The Reflection on Work Done in Freezing Water at 0°C

What is the work done when 1.0 mol of H₂O is frozen at 0°C and 1.0 atm?

How can the work done during a phase change be calculated using the given information?

Main Answer:

The work done when 1.0 mol of H₂O is frozen at 0°C and 1.0 atm is calculated using the equation for work done in a gas expansion or compression.

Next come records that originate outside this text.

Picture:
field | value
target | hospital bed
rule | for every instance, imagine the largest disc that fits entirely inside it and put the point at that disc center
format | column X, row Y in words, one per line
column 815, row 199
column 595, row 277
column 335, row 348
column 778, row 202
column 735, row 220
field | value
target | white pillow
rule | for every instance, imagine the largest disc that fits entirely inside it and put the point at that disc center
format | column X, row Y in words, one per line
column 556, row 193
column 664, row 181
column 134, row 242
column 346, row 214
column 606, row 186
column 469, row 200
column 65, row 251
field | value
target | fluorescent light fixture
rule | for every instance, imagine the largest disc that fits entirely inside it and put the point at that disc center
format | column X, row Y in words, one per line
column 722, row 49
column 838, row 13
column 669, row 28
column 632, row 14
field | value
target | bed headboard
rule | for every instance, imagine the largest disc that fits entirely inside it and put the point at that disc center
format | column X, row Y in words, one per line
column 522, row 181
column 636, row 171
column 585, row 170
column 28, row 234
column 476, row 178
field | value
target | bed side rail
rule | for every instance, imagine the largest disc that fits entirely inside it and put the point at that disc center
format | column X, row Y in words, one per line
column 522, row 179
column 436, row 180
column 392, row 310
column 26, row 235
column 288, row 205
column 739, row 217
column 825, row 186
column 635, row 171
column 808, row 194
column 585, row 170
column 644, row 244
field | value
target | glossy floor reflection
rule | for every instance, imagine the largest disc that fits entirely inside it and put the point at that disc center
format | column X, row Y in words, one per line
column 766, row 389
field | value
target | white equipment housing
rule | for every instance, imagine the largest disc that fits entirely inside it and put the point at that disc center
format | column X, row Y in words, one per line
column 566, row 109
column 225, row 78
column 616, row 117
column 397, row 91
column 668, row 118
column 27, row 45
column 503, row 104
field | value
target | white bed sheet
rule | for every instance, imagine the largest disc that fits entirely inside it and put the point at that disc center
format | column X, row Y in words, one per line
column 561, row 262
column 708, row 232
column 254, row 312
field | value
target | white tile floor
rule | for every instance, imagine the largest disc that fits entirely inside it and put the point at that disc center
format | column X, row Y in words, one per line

When water freezes at 0°C and 1.0 atm, it undergoes a phase change from liquid to solid (ice). During this process, the volume of the substance changes, and work is done against external pressure. The equation to calculate work done during a phase change is:

W = -PΔV

Where:

W is the work done (in Joules)

P is the external pressure (in atm)

ΔV is the change in volume (in liters)

Given that 1.0 mol of H₂O is frozen and the density of ice at 0°C is 0.917 g/mL, we can calculate the change in volume (ΔV) as follows:

ΔV = mass / density = 1.0 mol x 18.015 g/mol / 0.917 g/mL = 18.62 mL

Since 1 mL is equal to 1 cm³, we have ΔV = 18.62 cm³ = 0.01862 L.

Given that the external pressure (P) is 1.0 atm, we can now calculate the work (W):

W = -PΔV = -1.0 atm x 0.01862 L = -0.01862 L atm

Converting L atm to Joules (since 1 L atm = 101.325 J):

W = -0.01862 L atm x 101.325 J/L atm = -1.886 J

The negative sign indicates that work is done on the system during the phase change.